On imagine bien les créateurs de cet opus onirique comme deux sélénites aux commandes de synthés futuristes et de machines scintillantes. Des musiciens lunaires qui s’appliquent méthodiquement à émailler leurs sons d’ambiances sonores enchanteresses, tout en alliant à la perfection dialogues cinématographiques et mélodies entraînantes. D’entrée de jeu, ces compositeurs imaginatifs nous livrent un premier morceau transcendant, Last Saturday, qui annonce la couleur… Ou plutôt les couleurs… Des couleurs intemporelles, dont le traitement quasi magique des samples de voix (on notera surtout le sample parfait de la voix d’un Nosferatu-Kinski torturé dans le premier titre) amplifie le côté atmosphérique d’un travail d’orfèvres.

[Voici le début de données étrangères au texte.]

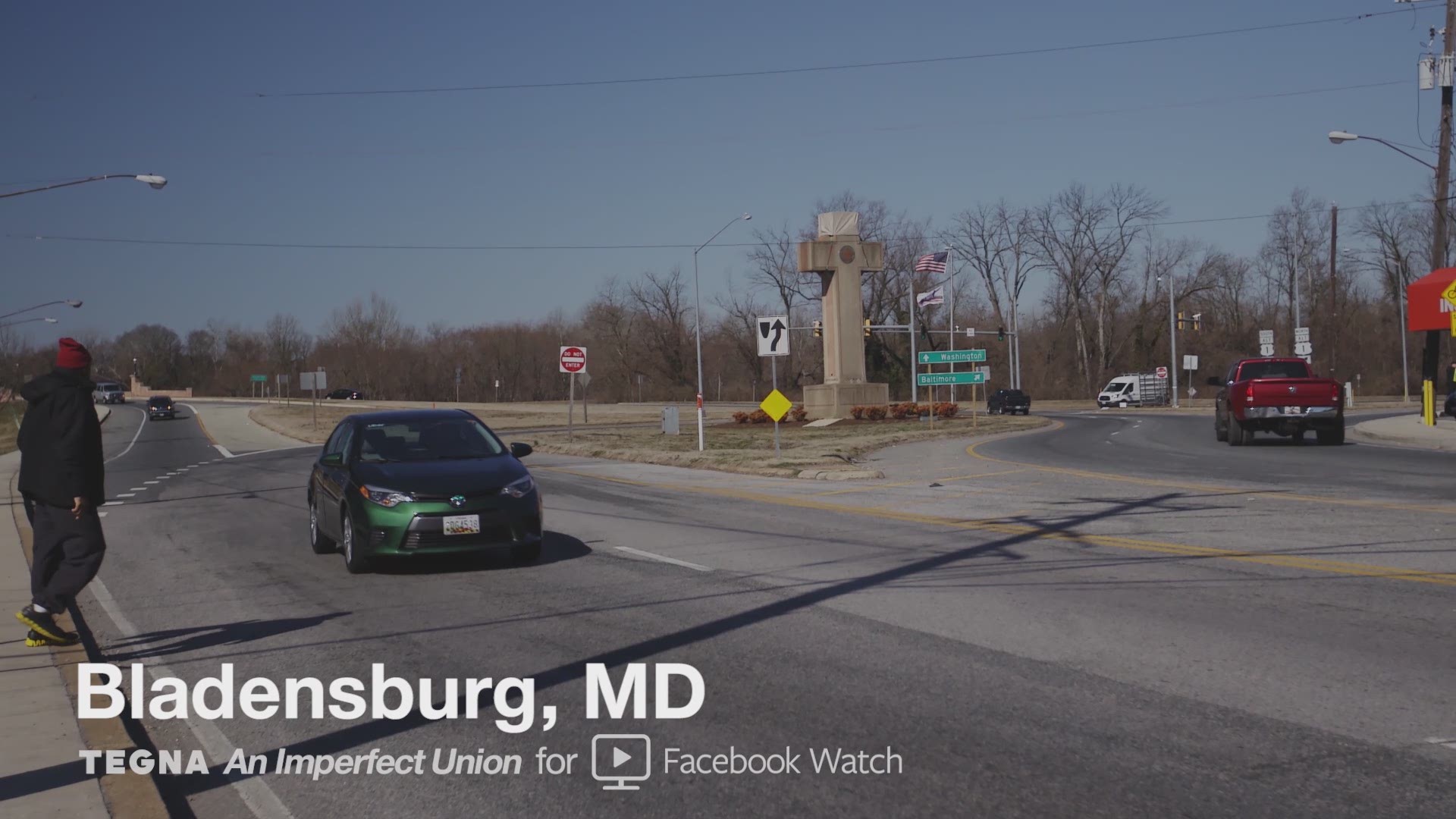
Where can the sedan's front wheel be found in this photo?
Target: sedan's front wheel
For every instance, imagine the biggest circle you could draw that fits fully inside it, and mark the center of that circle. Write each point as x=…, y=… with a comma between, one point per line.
x=321, y=544
x=354, y=558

Ce tandem electro antibois transcrit très finement un onirisme exacerbé, en exposant remarquablement maintes rencontres entre sons délicats, voix humaines samplées et timbres d’instruments… M83 déborde de pulsions créatrices qui proviennent d’ailleurs. Probablement d’un univers sans frontières. On pense bien sûr aux premiers travaux de Tangerine Dream (I’m happy, She said) ou à la douceur de certains instrumentaux de Micro:Mega (She stands up, My face). Mais il n’est pas seulement question de calme et de légèreté dans ce recueil de pièces musicales constellées. Ce premier album permet de temps à autre d’entrevoir la face cachée de l’astre de ces deux musiciens inspirés, qui doivent sûrement apprécier les productions de Kevin Shields. A certains moments (Facing that), le disque se rapproche des très bonnes compositions de David Holmes ; notamment celles présentes sur la BO du film Out of sight de Steven Soderbergh. Mais le vaisseau musical de ces nouveaux venus apporte bien plus que de simples rêveries de promeneurs solitaires. C’est une escapade bourrée de mélodies stylisées, dont la chaleur communicative est transpercée çà et là de chemins sombres et mélancoliques (Violet tree, Staring at me…). Une excursion créative à l’enchantement assez troublant, qui, par ses ambiances euphorisantes et ses passages énigmatiques, fera sûrement vaciller d’émotion nombre de rêveurs…

Quelle que soit leur planète, les M83 se doivent de continuer dans cette direction, toujours plus haut vers l’empyrée. Ils n’ont pas à s’excuser pour embrasser le ciel. Ils le touchent de leurs doigts agiles, le personnifient même parfois. C’est sûrement cette étrange connivence avec la galaxie qui leur a permis de fournir un album -dont les deux titres cachés confirment l’univers si particulier- aussi riche en émotions. Le style de disque que l’on place dans sa stéréo ou dans son walkman en oubliant cette planète habitée par l’homme. En espérant que les étoiles vont surgir de partout, y compris de nos oreilles.